Well, I spent quite a bit of time with the XLT Bruce was kind enough to send along.
Although you can not consider this an expert report from a Simon, Dana, Tyler, etc - you can consider it a report from a fellow thrasher on the water FWIW
Here's my report: (short version, will do more extensive in an article later)
Line: SA XLT 9/10 marked "Experimental", bright orange coating
Leader: 12 foot 60/20/20 recipe with yarn
Rod: Sage 10150-4 Brown, 10wt 15foot 4-pc Traditional Spey
Single Spey, both sides
Double Spey, both sides
Reverse Single, Reverse Double right side only
Reverse Snake Roll
Although I am far from 'expert' in all of the list above and don't use some very often, I was very pleased to be able to cast the line fairly well with most casts provided I was able to throw enough of a kick into that l-o-n-g taper to load the rod properly into the d-loop's vee and make sure that much line was kept 180 to the forward cast, or vice-versa. That was the key to taming the huge taper, not unlike a double taper but it doesn't go flat after you hit the limit.
One standout characteristic of the extended belly is the way it loves the snake roll, which really makes casting a long line quite easy once you find the right place to "flip the egg" as Simon himself puts it. I haven't been doing the snake roll as long as say Dana or Tyler or Double Spey but I felt like I have with this line. The above comments pertaining to big sharp dee loop apply.
I found it difficult to single spey such a huge, long belly unless I reeled up to shorten it - probably a shortcoming on my casting ability. I was unable to manage the whole taper where I was standing fairly deep to avoid trees, which were a problem with the length of the dee loop needed by such lines. That being said, there was an optimum line amount for single spey casting and I was surprised that when there was enough line speed the fattest part of the belly actually shot thru the guides albeit with some effort and not like running line of course. That probably speaks to the slickness of the coating as well, which is a brilliant orange. I would like to see this line in their green color like the old Steelhead taper lines.

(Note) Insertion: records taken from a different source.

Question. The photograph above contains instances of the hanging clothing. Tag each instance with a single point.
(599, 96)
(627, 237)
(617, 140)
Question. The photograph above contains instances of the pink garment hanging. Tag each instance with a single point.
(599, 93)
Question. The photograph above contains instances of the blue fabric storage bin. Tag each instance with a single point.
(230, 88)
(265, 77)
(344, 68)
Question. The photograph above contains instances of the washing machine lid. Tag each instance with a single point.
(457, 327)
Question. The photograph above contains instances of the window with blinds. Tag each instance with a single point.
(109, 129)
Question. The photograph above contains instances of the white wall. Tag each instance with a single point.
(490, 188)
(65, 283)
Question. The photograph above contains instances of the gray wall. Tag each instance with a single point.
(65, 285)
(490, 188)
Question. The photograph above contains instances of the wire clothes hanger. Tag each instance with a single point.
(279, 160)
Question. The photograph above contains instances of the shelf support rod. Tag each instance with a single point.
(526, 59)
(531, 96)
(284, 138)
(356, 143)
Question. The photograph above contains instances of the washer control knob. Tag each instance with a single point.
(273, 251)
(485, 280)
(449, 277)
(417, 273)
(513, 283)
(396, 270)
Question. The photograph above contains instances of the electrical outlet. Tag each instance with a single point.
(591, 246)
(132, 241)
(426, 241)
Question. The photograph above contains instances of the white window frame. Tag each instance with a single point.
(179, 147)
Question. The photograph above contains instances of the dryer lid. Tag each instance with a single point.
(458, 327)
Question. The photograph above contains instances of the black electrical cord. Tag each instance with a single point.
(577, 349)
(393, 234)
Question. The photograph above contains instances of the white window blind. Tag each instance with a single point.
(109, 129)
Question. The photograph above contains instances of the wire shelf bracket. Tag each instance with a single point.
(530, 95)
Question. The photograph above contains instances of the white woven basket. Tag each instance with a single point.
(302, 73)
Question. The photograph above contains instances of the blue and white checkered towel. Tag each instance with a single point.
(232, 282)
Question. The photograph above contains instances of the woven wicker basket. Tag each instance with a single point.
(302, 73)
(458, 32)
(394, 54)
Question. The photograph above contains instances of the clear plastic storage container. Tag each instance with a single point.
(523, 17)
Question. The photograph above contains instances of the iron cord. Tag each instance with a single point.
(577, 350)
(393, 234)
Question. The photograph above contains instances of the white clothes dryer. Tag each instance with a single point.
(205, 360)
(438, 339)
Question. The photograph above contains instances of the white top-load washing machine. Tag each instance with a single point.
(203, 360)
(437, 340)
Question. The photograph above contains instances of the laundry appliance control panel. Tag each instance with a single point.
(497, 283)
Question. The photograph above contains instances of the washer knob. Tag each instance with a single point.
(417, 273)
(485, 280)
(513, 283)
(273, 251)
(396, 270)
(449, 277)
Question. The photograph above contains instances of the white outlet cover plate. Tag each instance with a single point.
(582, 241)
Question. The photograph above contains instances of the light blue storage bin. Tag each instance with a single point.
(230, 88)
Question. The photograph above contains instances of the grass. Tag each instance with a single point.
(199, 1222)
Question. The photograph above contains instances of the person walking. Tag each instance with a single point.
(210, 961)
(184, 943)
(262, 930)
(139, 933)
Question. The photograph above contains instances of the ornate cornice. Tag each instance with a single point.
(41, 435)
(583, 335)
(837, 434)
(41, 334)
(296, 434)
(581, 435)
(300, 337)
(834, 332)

When the whole head was out, most of the casts I attempted were beyond my skills with the 10150-4 wading a bit too deep to avoid the trees. After spending some time trying I am even more impressed with Steve Choate and anyone whom I saw do the whole 9/10 belly in a single spey at the Spring clave.
Except for the snake roll with a very deep kick into the dee loop, many of my casts felt heavy and it was hard for me to keep the line stick from killing my cast. I felt much more comfortable reeling up a little to get back to a favorable length, when nirvana would return. So for my skill level, all that extra line would not do a heck of a lot for me unless I gradually worked up to that or perhaps found another rod that could work it better(?) I've been so happy with the 10150-4 sage that I tend to think in terms of a line for that rod instead of a rod for the line, but I could be wrong.
Shortline casting was definitely do-able with that sweet taper, although after casting the big belly it felt like there was no load on the rod the loop formed easily and it will work for tight quarters when needed.
Best casts with the combo for me: Snake Roll, double-spey(partial belly) reverse as well, single spey (partial belly)
Worst casts with the combo: Snap-T either way, left handed reverse anything (but that's my fault)
That struck me as a bit funny because my usual best cast is the Snap-T when using shorter belly lines. I think the super-long belly makes the sweep more difficult due to the increased surface tension of the amount of line in the water and the line stick kills me.
I think this is a great line for big river applications for a full dry line. I've heard that they will work if cut for tips, but I noticed that the last part of the taper is quite light and would have to see the line in action with a type IV before deciding whether it would suit my Skagit River methods or not. It will be fun finding out though!
I will not venture to compare to other lines until I try them in the same context, but would prefer to just say what was great about them as well as where I had difficulties given the limits of my skills.
In summary, the biggest plus for me was that this line made me feel like a snake roll machine. The biggest minus for me was that the whole belly seemed reserved for casters with a big "S" on their chest - a lot of hard work at that length, which is the not what Spey casting is to me. I'll reel up and get back to that sweet spot somewhere on that big continuous taper like I always did with the DT, but it's nice to know there's more where that came from for that day I shake off this kryptonite shackle.
Of course when everyone else tells me how easy it was to cast the whole taper I'll be the goat
My utmost thanks to Bruce for the opportunity to try this line, and hope I get to try other lines in the future. I believe Sinktip is next in line for trying this line... Duggan please PM me your mailing address and I will get it to you.